Haoran Xu, Chen Zhi, Tianyu Xiang, Zixuan Wu, Gaorong Zhang, Xinkui Zhao, Jianwei Yin, Shuiguang Deng

Published: 01 May 2025, Last Modified: 26 Jul 2025OpenReview Archive Direct UploadEveryoneRevisionsCC BY 4.0

Abstract: Regression testing is a crucial process for ensuring system stability following software updates. As a global leader in smart device manufacturing, OPPO releases a new version of its customized Android firmware, ColorOS, on a weekly basis. Testers must select test cases from a vast repository of manual test cases for regression testing. The tight schedule makes it difficult for testers to select the correct test cases from this extensive pool. Since these test cases are described in natural language, testers must manually execute them according to the operational steps, making the process labor-intensive and error-prone. Therefore, an effective test case recommendation system is needed to suggest appropriate test cases, reducing unnecessary human effort during weekly regression tests. To address these challenges, we propose a two-phase manual test case recommendation system.
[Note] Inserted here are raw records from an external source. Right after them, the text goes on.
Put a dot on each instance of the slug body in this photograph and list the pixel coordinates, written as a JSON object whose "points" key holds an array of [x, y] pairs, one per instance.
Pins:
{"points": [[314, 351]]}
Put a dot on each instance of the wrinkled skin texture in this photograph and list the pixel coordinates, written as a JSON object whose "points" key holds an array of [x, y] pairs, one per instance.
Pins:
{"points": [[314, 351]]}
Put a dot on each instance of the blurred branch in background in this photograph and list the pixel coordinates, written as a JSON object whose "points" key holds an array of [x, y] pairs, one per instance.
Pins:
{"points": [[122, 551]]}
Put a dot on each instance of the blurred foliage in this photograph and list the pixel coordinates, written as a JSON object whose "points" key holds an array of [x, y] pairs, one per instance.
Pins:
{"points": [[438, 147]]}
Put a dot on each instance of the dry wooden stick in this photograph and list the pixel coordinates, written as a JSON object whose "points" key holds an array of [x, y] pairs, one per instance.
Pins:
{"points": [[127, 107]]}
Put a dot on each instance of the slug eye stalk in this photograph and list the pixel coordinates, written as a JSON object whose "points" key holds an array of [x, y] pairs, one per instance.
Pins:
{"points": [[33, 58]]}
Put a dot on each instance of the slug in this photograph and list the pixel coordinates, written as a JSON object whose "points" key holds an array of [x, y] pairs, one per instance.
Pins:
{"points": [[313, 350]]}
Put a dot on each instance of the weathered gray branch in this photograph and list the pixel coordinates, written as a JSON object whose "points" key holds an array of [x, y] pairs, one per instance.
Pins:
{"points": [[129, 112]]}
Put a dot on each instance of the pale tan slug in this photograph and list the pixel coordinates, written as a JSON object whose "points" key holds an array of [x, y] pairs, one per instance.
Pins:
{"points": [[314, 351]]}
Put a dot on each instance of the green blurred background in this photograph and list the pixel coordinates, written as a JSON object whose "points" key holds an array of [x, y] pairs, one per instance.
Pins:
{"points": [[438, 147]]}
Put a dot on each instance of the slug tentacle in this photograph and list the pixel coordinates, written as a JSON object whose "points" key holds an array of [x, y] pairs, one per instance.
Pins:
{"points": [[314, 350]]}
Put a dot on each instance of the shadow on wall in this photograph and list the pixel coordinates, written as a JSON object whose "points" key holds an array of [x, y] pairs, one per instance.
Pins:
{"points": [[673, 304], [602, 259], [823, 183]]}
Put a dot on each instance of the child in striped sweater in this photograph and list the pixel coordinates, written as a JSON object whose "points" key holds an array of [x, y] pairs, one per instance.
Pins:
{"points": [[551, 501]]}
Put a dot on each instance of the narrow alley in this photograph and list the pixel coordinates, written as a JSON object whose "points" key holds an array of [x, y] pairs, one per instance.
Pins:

Our system first uses the BERT model to classify commit message, determining the most relevant test labels. Then, it employs the BGE embedding model to compute the semantic similarity between the commit message and the test cases, recommending the most suitable test cases. This approach has been practically deployed within OPPO, and feedback from several months of use shows that our test case recommendation accuracy reaches 91%. The time testers spend selecting test cases has decreased by 61%, the number of test cases executed per code change has dropped by 87%, and the defect detection rate of the recommended test cases has increased by 182.35%. Our method achieves high accuracy, low human effort, and a high defect detection rate. This paper introduces the integration of the BERT classification model and the BGE semantic similarity model in the context of manual test case recommendation, significantly improving the accuracy and efficiency of test case recommendations and providing valuable insights for regression testing in complex software systems.